Apart from the hyperparameters, we also need to load the pretrained model:

# create the backbone network
# the first convolutional and maxpooling layers of the ResNet backbone
# are adjusted to handle lower resolution images (32x32 instead of 224x224).
backbone = resnet18()
backbone.conv1 = nn.Conv2d(3, 64, kernel_size=3, stride=1, padding=2, bias=False)
backbone.maxpool = nn.Identity()
backbone.fc = nn.Identity()

# load pretrained feature extractor
state = torch.load(kwargs["pretrained_feature_extractor"])["state_dict"]
for k in list(state.keys()):
    if "backbone" in k:
        state[k.replace("backbone.", "")] = state[k]
    del state[k]
backbone.load_state_dict(state, strict=False)

model = LinearModel(backbone, **kwargs)

Now, let’s create the data loaders.
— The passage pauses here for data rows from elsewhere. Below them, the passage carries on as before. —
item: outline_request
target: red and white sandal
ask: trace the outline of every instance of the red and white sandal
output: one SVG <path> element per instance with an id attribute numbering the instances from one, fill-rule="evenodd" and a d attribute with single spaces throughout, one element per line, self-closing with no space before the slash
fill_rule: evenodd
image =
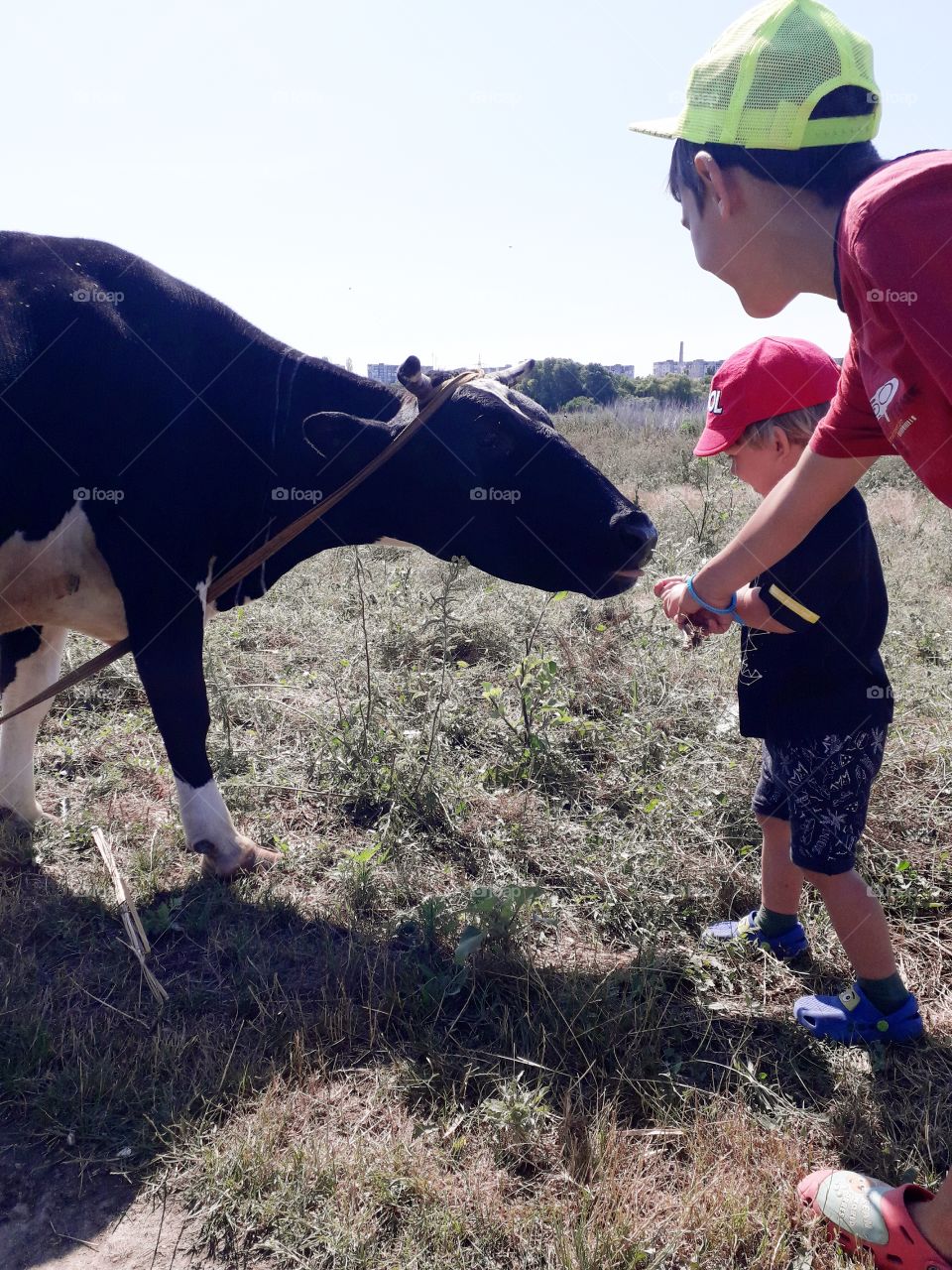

Unlike when we are doing pretraining, this time we will not use multiple augmentations:

train_loader, val_loader = prepare_data(
    "cifar10",
    data_dir="./",
    train_dir=None,
    val_dir=None,
    batch_size=base_kwargs["batch_size"],
    num_workers=base_kwargs["num_workers"],
)

Lastly, we just need to define some extra utilities for Pytorch Lightning to automatically log some stuff for us and then we can just create our lightning Trainer:

wandb_logger = WandbLogger(
    name="linear-cifar10",  # name of the experiment
    project="self-supervised",  # name of the wandb project
    entity=None,
    offline=False,
)
wandb_logger.watch(model, log="gradients", log_freq=100)

callbacks = []

# automatically log our learning rate
lr_monitor = LearningRateMonitor(logging_interval="epoch")
callbacks.append(lr_monitor)

# checkpointer can automatically log your parameters,
# but we need to wrap them in a Namespace object
from argparse import Namespace
args = Namespace(**kwargs)
# saves the checkout after every epoch
ckpt = Checkpointer(
    args,
    logdir="checkpoints/linear",
    frequency=1,
)
callbacks.append(ckpt)

trainer = Trainer.from_argparse_args(
    args,
    logger=wandb_logger if args.wandb else None,
    callbacks=callbacks,
    plugins=DDPPlugin(find_unused_parameters=True),
    checkpoint_callback=False,
    terminate_on_nan=True,
)

trainer.fit(model, train_loader, val_loader)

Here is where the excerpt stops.